Namun apakah boikot adalah pilihan utama? Jawabannya tidak. Memang diperlukan “perlawanan” dan boikot adalah pilihan terakhir. Mengedepankan lobi dan diplomasi adalah pilihan terdepan. Karena Indonesia sudah mengantisipasi dampak diberlakukannya UU UE tersebut seperti mandatory B35 (serapan domestik, khususnya untuk menjaga kelimpahan stok CPO global, supply and demand) dan terakhir pengetatan ekspor (DMO). Memang benar bahwa DMO ini adalah beban tapi dengan B35 akan membuat menuju keseimbangan.

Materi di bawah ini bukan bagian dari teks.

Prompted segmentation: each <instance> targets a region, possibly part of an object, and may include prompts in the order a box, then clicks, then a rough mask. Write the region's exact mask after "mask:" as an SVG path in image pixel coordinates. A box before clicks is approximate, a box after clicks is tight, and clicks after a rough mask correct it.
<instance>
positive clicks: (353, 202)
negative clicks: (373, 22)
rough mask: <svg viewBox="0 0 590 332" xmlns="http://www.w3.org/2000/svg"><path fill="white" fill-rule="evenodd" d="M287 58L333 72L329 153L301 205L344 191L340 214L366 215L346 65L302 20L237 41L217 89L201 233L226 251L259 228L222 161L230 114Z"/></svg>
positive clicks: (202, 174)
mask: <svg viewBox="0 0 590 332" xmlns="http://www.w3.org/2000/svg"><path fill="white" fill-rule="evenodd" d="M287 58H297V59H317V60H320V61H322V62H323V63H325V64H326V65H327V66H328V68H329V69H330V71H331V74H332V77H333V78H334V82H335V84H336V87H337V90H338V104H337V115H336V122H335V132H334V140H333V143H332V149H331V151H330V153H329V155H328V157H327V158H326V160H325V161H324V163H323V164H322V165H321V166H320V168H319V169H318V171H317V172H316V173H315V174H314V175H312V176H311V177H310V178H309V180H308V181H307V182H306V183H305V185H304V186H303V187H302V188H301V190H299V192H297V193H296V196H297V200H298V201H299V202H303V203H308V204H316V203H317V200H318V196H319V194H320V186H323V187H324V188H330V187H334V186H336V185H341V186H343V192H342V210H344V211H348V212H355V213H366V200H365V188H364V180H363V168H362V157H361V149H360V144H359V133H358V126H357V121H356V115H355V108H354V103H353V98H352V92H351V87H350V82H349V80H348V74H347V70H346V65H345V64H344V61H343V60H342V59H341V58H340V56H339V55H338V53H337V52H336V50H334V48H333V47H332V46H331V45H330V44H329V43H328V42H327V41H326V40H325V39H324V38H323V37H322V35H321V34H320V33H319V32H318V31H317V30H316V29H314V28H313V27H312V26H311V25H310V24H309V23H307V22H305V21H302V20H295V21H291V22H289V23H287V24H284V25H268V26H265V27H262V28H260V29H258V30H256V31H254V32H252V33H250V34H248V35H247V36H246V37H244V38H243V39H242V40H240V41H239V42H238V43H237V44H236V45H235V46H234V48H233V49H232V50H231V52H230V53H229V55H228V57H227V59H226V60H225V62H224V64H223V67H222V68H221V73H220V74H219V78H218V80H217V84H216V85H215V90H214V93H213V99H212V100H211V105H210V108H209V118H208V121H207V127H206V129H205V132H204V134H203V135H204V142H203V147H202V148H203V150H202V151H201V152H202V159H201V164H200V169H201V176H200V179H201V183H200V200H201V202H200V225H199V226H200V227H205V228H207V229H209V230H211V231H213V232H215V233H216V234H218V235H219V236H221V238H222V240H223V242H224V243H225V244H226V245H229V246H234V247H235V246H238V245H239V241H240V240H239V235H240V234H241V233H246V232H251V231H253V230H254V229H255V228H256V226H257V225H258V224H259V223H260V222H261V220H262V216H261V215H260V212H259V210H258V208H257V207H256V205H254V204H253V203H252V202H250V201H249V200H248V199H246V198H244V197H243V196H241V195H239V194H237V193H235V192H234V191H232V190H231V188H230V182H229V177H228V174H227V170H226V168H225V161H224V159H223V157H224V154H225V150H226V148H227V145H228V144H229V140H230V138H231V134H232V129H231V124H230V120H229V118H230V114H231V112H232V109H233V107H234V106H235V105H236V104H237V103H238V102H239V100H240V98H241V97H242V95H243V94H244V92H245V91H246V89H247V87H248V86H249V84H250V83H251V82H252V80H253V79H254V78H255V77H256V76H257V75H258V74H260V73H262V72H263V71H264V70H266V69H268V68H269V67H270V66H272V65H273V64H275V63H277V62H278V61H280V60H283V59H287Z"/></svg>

“Terkait hasil kunjungan Dubes UE ke Kantor Pusat DPP APKASINDO tidak dapat diartikan bahwa Petani sawit sudah melunak atau bahkan menerima kenyataan UU UE tersebut, tidak sesederhana itu,” tegas Gulat.
Selanjutnya, kata Gulat, Dubes UE akan audiensi ke GAPKI pada Senin besok untuk hal yang mungkin sama.
“Tapi ini suatu kemajuan yang cukup berarti dalam proses lobi dan diplomasi tadi dan kami petani senang dilibatkan oleh UE untuk berperan, ” lanjut Gulat.
“Membaca dan mempelajari lebih lanjut point-point rapat yang sudah dipersiapkan oleh Tim Dubes UE adalah hal yang lebih penting buat kami APKASINDO. Kami akan melanjutkannya meminta pendapat ke Dewan Pembina dan Dewan Pakar DPP APKASINDO, setelah itu kami akan membuat tanggapan secara resmi dalam waktu dekat,” pungkas Gulat.